Тогда школа вообще пользовалась дурной репутацией, а бесплатная и подавно. Была ли эта школа хуже других, я не знаю. Во всяком случае мысль о ней наполняла меня тревогой, которая росла по мере того, как приближалось время учения. Георг — крепкий парень, но и он не радовался поступлению в школу. Как же должен был бояться я! Брат часто прогуливал уроки, так как у него не хватало мужества войти в двери этого ада, каким казалась Георгу школа. Я был его сообщником, и мы бродили по улицам, пока не кончалось время занятий, а потом шли домой, — таким образом, мать не могла догадаться, что Георг пропускает уроки. Но, разумеется, несмотря на все предосторожности, ему за это часто доставалось и от учителей и от родителей. И у меня не становилось легче на душе. Школа пользовалась дурной славой, и страдания Георга отнюдь не рассеяли мой страх.
— Раз так, я вовсе не пойду в школу, — заявил я однажды, выслушав рассказ брата о том, какие ужасы там творятся. — Ведь я уже умею читать.
— Это тебе не поможет, потому что ты читаешь не так, как надо, а это гораздо хуже, чем совсем не уметь. Учителя злятся на тех, кто выучился читать дома. Ты читаешь: комод, а это неправильно. Ты должен читать так: к — о = ко, м — о = мо, комод, иначе получишь линейкой по пальцам.

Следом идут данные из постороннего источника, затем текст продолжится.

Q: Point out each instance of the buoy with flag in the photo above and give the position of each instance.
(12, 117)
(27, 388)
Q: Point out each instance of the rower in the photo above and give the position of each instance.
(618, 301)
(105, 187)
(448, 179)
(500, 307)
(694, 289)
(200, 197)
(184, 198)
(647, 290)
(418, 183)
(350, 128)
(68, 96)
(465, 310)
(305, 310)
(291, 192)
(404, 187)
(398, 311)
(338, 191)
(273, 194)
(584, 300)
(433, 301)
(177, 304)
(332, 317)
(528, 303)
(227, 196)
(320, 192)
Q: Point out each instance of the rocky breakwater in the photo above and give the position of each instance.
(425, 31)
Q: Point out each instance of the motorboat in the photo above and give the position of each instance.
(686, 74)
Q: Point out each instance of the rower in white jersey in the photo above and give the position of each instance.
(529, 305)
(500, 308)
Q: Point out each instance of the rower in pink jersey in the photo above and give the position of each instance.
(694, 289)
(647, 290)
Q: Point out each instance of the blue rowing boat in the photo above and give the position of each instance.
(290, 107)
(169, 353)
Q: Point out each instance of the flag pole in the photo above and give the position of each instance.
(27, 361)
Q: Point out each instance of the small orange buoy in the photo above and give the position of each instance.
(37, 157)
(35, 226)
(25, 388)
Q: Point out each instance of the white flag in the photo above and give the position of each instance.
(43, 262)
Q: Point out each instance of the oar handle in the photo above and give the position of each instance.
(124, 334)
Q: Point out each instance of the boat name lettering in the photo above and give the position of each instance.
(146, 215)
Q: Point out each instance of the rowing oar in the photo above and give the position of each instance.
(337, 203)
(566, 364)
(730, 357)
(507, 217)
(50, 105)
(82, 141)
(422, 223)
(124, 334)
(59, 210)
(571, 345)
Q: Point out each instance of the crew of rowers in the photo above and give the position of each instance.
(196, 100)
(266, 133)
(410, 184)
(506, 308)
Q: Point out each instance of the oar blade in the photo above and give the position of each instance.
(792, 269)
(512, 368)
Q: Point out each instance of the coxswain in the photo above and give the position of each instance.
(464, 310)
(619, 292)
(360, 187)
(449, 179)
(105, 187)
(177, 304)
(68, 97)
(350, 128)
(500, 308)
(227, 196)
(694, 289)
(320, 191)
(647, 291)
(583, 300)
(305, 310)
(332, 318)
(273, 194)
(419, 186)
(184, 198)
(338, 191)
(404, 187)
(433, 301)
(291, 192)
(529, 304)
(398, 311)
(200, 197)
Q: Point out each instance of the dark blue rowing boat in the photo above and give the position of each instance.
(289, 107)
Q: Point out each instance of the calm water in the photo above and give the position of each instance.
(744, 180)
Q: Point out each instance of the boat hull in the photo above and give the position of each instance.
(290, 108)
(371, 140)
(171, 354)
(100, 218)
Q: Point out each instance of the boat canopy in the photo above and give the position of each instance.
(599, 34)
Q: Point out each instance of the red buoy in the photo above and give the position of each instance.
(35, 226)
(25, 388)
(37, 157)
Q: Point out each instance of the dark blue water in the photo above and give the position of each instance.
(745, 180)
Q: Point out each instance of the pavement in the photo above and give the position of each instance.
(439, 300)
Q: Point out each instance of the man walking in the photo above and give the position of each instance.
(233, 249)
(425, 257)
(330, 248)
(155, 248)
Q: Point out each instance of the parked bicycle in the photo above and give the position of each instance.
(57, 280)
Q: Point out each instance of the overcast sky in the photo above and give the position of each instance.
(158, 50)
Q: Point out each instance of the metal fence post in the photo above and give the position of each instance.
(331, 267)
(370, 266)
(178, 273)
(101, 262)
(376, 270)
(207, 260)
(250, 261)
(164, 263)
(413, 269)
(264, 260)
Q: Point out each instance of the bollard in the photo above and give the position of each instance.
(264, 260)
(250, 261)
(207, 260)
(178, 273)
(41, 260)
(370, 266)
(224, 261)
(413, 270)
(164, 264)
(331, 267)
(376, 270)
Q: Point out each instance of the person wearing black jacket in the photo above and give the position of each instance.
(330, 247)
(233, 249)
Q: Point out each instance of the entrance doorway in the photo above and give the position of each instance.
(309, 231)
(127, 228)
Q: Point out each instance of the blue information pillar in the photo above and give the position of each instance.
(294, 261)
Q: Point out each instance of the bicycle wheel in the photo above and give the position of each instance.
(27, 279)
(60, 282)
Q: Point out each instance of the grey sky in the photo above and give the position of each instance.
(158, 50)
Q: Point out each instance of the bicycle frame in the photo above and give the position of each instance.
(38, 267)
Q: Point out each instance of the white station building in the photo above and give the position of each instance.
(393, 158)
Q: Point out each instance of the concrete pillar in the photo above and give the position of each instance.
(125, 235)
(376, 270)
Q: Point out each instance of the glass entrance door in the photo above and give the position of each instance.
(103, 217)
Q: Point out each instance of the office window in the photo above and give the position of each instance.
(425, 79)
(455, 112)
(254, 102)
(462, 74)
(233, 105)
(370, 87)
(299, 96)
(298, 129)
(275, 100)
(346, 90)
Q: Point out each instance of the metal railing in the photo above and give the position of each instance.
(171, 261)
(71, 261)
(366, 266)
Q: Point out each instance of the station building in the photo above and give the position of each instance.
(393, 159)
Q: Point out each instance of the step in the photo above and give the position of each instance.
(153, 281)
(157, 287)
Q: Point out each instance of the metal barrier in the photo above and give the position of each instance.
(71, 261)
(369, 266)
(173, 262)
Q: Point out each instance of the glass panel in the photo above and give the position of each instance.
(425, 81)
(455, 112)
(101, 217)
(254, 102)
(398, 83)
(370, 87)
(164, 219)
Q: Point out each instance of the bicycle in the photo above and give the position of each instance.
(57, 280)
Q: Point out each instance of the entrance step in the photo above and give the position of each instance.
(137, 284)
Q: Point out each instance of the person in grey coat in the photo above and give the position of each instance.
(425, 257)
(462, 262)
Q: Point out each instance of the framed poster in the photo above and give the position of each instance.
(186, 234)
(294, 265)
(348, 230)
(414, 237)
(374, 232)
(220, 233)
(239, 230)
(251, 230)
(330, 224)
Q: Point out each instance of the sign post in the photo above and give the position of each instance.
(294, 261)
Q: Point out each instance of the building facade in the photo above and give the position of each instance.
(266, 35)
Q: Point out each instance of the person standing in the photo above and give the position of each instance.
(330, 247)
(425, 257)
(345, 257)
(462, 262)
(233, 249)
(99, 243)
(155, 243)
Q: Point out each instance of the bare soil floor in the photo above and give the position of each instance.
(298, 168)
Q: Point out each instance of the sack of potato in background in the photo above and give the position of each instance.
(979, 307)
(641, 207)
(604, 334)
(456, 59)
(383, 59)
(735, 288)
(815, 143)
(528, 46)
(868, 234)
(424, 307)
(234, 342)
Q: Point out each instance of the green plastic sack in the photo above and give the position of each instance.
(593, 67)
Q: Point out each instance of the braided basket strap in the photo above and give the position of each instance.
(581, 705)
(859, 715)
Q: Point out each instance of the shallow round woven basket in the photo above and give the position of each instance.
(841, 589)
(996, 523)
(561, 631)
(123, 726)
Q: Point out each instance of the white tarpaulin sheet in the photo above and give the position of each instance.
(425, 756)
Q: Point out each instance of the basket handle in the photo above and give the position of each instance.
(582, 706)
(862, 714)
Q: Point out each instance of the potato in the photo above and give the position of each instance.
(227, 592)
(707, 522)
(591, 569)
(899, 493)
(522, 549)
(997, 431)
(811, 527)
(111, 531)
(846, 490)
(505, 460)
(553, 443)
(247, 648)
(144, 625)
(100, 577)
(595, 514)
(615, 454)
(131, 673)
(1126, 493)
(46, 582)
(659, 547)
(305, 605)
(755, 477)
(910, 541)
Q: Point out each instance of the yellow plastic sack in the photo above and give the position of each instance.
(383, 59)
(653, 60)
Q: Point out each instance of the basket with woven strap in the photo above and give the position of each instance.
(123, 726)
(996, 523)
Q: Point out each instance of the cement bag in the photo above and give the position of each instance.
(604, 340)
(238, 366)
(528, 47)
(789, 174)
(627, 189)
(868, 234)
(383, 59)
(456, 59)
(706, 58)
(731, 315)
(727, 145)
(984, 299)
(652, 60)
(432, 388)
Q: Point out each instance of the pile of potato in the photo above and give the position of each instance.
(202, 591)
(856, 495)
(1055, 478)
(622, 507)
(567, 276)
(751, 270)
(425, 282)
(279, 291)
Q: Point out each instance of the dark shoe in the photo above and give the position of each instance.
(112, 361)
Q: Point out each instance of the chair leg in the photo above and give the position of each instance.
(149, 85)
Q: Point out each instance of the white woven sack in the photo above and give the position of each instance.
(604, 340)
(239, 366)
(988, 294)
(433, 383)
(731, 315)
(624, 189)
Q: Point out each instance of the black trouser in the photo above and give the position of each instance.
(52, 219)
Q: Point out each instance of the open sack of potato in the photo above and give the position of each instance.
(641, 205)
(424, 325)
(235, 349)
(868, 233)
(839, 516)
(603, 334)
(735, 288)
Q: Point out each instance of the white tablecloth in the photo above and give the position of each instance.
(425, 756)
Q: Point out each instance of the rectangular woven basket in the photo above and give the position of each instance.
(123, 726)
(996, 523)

Я твердо решил совсем не ходить в школу. Когда наступит время, я сделаю вид, будто иду туда, а потом удеру и больше не вернусь домой. Разумеется, мне будет тяжело расстаться с родными. При одной мысли о том, что я никогда больше не увижу мать или сестру Сине, сжималось сердце, но стоило мне подумать о новой сестре или брате, которые могли появиться на свет, как я сразу успокаивался. Ведь я привык сам заботиться о себе и поэтому был уверен, что не пропаду.
В этот роковой день мое решение было тверже, чем когда-либо, и лишь благодаря чистой случайности оно не было осуществлено. В то утро мать особенно внимательно относилась ко мне и настроение у нее было серьезное. Когда она одевала меня, я ощущал ее прикосновения как ласку.
Я вышел из дому, испытывая затаенное чувство страха, и отправился по Королевской улице к выгону. Там пасся скот. Коровы трясли рогами и бродили с места на место; лошади дико носились галопом и лягались. На этот раз меня ничто не радовало: мне угрожала школа — и все остальное бледнело перед ней.
Я мог бы пойти кружным путем, минуя Триангль и Блегдамсвей. Идти там было гораздо интереснее: по одну сторону улицы сады за дощатыми заборами; рядом— литейные мастерские и строительные склады, тянувшиеся до самых озер. Мать советовала мне пойти этой дорогой. Но там была еще одна школа. Ни один мальчик с книгами в ранце не осмеливался пройти по Блегдамсвей мимо школы. Если мальчишки заметят меня, то вряд ли я сумею от них вырваться.
Непостижимая удача сопутствовала мне в этот день, и я счастливо миновал все опасности, но в конце концов все же случилась беда. Пройдя поле, я хотел свернуть в сторону, по Фелледвей, и пойти по направлению к Вестербро: там, где теперь находится Тиволи, было садоводство, и я знал, что садовникам всегда требуются мальчики-рассыльные. Но здесь я неожиданно натолкнулся на брата. Занятия в школе у него начинались на час раньше, чем у меня, теперь там как раз была перемена, и Георг решил пойти мне навстречу.
Не было никакой возможности убежать, и под защитой брага, державшего меня за руку, я прошел последний кусок пути и благополучно проскользнул в ворота, что казалось мне самым трудным делом. По дороге Георг меня поучал:
— Ты должен сидеть тихо, как мышь, тогда учитель, может быть, даже не взглянет на тебя.